> On 20 Sep 2022, at 11:59 am, Nicholas Piggin <npig...@gmail.com> wrote:
> 
> On Fri Sep 16, 2022 at 3:32 PM AEST, Rohan McLure wrote:
>> Implement syscall wrapper as per s390, x86, arm64. When enabled
>> cause handlers to accept parameters from a stack frame rather than
>> from user scratch register state. This allows for user registers to be
>> safely cleared in order to reduce caller influence on speculation
>> within syscall routine. The wrapper is a macro that emits syscall
>> handler symbols that call into the target handler, obtaining its
>> parameters from a struct pt_regs on the stack.
>> 
>> As registers are already saved to the stack prior to calling
>> system_call_exception, it appears that this function is executed more
>> efficiently with the new stack-pointer convention than with parameters
>> passed by registers, avoiding the allocation of a stack frame for this
>> method. On a 32-bit system, we see >20% performance increases on the
>> null_syscall microbenchmark, and on a Power 8 the performance gains
>> amortise the cost of clearing and restoring registers which is
>> implemented at the end of this series, seeing final result of ~5.6%
>> performance improvement on null_syscall.
>> 
>> Syscalls are wrapped in this fashion on all platforms except for the
>> Cell processor as this commit does not provide SPU support. This can be
>> quickly fixed in a successive patch, but requires spu_sys_callback to
>> allocate a pt_regs structure to satisfy the wrapped calling convention.
>> 
>> Co-developed-by: Andrew Donnellan <a...@linux.ibm.com>
>> Signed-off-by: Andrew Donnellan <a...@linux.ibm.com>
>> Signed-off-by: Rohan McLure <rmcl...@linux.ibm.com>
>> ---
>> V1 -> V2: Generate prototypes for symbols produced by the wrapper.

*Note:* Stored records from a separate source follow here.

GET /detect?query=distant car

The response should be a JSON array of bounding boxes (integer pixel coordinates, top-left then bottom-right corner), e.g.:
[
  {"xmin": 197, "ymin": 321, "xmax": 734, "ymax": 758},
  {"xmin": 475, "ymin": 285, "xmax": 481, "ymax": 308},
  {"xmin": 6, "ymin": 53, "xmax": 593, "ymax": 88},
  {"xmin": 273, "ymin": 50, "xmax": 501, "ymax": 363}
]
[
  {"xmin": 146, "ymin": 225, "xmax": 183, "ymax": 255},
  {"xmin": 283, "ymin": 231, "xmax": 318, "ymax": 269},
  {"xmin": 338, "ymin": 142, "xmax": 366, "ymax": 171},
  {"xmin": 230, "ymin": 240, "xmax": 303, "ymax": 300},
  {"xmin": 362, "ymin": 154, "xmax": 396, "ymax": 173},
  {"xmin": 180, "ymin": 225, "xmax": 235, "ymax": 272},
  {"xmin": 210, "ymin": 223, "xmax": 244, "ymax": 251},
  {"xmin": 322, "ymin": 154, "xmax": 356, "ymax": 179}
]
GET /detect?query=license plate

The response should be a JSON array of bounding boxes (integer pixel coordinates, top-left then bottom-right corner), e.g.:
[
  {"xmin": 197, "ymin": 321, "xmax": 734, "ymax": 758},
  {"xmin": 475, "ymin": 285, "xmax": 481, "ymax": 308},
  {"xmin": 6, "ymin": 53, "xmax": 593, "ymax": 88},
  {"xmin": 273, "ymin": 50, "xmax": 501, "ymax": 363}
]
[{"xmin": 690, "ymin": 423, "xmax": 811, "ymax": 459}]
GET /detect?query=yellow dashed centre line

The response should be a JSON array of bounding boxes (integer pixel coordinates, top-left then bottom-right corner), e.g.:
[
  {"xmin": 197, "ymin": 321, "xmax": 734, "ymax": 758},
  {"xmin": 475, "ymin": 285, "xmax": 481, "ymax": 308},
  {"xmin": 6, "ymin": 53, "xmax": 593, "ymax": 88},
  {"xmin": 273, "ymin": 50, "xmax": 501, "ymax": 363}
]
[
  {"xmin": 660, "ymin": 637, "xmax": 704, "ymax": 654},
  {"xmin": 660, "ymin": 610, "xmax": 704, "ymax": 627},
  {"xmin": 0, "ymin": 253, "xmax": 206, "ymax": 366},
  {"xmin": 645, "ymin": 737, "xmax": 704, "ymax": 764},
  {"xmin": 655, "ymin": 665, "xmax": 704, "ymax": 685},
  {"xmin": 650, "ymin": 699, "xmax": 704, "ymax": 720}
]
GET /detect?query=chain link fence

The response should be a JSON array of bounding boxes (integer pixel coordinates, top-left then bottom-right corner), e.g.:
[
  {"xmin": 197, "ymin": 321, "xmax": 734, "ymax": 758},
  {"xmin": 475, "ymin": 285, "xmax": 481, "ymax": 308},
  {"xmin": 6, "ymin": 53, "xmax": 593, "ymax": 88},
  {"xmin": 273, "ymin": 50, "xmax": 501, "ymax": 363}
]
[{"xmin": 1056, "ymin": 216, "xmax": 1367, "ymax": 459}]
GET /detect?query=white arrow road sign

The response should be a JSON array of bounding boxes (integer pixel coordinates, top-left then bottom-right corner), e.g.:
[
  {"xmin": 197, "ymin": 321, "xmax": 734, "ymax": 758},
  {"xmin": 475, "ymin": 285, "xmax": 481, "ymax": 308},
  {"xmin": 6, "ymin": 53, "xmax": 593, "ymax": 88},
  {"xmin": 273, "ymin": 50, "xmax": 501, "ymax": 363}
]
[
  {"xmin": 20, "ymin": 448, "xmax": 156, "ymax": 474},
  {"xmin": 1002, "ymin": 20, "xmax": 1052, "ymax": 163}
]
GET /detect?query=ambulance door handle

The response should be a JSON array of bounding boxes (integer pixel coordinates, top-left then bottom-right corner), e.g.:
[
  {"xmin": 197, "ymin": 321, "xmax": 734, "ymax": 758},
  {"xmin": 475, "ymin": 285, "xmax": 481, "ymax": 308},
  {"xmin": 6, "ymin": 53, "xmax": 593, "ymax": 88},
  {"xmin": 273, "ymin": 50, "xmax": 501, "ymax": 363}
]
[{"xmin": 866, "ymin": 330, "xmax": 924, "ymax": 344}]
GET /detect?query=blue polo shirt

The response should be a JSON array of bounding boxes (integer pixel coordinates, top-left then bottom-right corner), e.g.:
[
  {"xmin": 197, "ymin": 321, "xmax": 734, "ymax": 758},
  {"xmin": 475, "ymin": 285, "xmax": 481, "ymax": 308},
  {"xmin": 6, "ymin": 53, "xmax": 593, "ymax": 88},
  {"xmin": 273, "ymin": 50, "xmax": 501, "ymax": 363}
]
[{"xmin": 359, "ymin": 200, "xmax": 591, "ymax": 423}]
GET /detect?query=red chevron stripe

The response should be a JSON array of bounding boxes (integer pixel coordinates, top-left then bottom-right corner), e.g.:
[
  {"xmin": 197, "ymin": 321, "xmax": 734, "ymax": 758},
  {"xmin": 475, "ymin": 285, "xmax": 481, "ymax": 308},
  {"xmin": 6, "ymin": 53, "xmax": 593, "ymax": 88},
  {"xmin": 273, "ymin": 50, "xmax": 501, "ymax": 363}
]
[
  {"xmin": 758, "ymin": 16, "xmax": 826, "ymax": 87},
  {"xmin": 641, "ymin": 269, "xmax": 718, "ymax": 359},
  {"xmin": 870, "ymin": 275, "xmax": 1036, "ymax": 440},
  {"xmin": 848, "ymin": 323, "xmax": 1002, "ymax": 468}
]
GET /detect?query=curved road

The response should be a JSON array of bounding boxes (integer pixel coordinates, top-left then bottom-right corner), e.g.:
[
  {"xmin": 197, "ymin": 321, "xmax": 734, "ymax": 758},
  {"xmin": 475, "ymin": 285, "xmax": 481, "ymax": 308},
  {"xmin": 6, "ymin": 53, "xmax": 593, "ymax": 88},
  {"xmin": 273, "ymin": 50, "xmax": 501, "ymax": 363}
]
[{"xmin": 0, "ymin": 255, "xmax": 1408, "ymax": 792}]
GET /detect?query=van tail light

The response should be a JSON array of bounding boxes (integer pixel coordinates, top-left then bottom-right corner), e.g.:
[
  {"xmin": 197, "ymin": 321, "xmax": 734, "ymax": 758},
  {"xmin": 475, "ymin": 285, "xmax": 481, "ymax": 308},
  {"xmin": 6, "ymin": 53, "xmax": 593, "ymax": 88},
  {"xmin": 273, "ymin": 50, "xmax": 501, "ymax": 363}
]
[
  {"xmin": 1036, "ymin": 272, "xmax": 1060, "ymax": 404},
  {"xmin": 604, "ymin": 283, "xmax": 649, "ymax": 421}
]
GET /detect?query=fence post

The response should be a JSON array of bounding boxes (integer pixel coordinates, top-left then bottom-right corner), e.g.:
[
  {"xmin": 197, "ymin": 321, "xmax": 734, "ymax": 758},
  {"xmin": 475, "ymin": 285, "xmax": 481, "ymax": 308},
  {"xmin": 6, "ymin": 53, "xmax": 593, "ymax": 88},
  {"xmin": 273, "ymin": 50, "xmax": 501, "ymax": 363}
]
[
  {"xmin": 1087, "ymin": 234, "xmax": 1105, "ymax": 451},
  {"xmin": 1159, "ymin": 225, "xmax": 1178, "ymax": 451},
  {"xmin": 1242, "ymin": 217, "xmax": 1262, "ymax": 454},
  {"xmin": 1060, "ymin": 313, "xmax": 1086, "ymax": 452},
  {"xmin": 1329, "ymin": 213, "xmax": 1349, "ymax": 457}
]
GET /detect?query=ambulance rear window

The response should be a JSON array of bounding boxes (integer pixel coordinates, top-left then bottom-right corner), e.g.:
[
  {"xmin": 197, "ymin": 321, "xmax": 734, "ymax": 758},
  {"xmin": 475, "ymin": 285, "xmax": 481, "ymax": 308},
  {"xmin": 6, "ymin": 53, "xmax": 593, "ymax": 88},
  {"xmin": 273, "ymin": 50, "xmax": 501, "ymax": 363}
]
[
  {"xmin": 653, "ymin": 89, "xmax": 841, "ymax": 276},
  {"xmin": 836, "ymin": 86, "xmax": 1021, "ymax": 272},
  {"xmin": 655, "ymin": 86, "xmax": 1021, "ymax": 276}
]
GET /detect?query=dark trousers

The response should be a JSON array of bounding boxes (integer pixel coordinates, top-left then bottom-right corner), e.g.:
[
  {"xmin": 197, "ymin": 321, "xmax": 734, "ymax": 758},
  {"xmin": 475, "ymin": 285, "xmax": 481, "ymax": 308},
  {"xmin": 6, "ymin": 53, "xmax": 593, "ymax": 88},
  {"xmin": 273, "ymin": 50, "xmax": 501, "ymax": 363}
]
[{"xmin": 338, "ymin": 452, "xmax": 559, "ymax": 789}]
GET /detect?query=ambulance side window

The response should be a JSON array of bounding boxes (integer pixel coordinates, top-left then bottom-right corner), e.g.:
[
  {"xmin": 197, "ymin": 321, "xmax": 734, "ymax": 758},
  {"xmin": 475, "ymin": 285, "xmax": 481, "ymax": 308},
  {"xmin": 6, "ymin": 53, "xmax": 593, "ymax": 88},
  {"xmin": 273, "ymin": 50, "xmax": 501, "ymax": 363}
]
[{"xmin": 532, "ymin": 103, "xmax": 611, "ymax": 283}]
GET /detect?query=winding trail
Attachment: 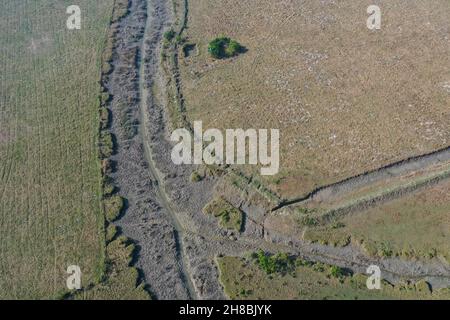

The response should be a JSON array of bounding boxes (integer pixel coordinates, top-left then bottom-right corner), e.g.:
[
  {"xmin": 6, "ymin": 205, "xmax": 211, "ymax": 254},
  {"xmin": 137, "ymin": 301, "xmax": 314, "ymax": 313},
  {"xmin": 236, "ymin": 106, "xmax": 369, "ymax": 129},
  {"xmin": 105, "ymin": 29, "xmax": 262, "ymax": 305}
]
[{"xmin": 138, "ymin": 0, "xmax": 197, "ymax": 299}]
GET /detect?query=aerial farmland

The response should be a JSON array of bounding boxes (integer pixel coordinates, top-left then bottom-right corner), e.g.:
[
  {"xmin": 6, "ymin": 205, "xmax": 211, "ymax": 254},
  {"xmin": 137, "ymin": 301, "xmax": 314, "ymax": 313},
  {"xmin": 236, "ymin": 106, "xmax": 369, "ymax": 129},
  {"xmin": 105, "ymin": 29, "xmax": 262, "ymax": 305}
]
[{"xmin": 0, "ymin": 0, "xmax": 450, "ymax": 302}]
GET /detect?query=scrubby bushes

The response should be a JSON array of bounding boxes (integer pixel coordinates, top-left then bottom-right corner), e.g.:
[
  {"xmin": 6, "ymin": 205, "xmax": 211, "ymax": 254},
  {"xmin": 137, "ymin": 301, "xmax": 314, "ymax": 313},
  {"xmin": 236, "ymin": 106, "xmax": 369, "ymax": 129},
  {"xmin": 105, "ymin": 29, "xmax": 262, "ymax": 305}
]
[
  {"xmin": 104, "ymin": 195, "xmax": 124, "ymax": 222},
  {"xmin": 164, "ymin": 29, "xmax": 176, "ymax": 41},
  {"xmin": 252, "ymin": 250, "xmax": 295, "ymax": 274},
  {"xmin": 208, "ymin": 37, "xmax": 245, "ymax": 59}
]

>> V2 -> V3: Rebased to remove conflict with 1547db7d1f44
>> ("powerpc: Move system_call_exception() to syscall.c"). Also remove copy
>> from gpr3 save slot on stackframe to orig_r3's slot. Fix whitespace with
>> preprocessor defines in system_call_exception.
>> V4 -> V5: Move systbl.c syscall wrapper support to this patch. Swap
>> calling convention for system_call_exception to be (&regs, r0)
>> ---
>> arch/powerpc/Kconfig                       |  1 +
>> arch/powerpc/include/asm/interrupt.h       |  3 +-
>> arch/powerpc/include/asm/syscall.h         |  4 +
>> arch/powerpc/include/asm/syscall_wrapper.h | 84 ++++++++++++++++++++
>> arch/powerpc/include/asm/syscalls.h        | 30 ++++++-
>> arch/powerpc/kernel/entry_32.S             |  6 +-
>> arch/powerpc/kernel/interrupt_64.S         | 28 +++++--
>> arch/powerpc/kernel/syscall.c              | 31 +++-----
> 
> Ah, this is where it went :)
> 
> I wouldn't normally mind except the previous patch might break the
> build because it uses the same name, will it?
> 
> This *could* be two patches, one to change system_call_exception API,
> the next to add the wrapper.
> 
>> arch/powerpc/kernel/systbl.c               |  8 ++
>> arch/powerpc/kernel/vdso.c                 |  2 +
>> 10 files changed, 164 insertions(+), 33 deletions(-)
>> 
>> diff --git a/arch/powerpc/Kconfig b/arch/powerpc/Kconfig
>> index 4c466acdc70d..ef6c83e79c9b 100644
>> --- a/arch/powerpc/Kconfig
>> +++ b/arch/powerpc/Kconfig
>> @@ -137,6 +137,7 @@ config PPC
>>      select ARCH_HAS_STRICT_KERNEL_RWX       if (PPC_BOOK3S || PPC_8xx || 
>> 40x) && !HIBERNATION
>>      select ARCH_HAS_STRICT_KERNEL_RWX       if FSL_BOOKE && !HIBERNATION && 
>> !RANDOMIZE_BASE
>>      select ARCH_HAS_STRICT_MODULE_RWX       if ARCH_HAS_STRICT_KERNEL_RWX
>> +    select ARCH_HAS_SYSCALL_WRAPPER         if !SPU_BASE
>>      select ARCH_HAS_TICK_BROADCAST          if GENERIC_CLOCKEVENTS_BROADCAST
>>      select ARCH_HAS_UACCESS_FLUSHCACHE
>>      select ARCH_HAS_UBSAN_SANITIZE_ALL
>> diff --git a/arch/powerpc/include/asm/interrupt.h 
>> b/arch/powerpc/include/asm/interrupt.h
>> index 8069dbc4b8d1..48eec9cd1429 100644
>> --- a/arch/powerpc/include/asm/interrupt.h
>> +++ b/arch/powerpc/include/asm/interrupt.h
>> @@ -665,8 +665,7 @@ static inline void 
>> interrupt_cond_local_irq_enable(struct pt_regs *regs)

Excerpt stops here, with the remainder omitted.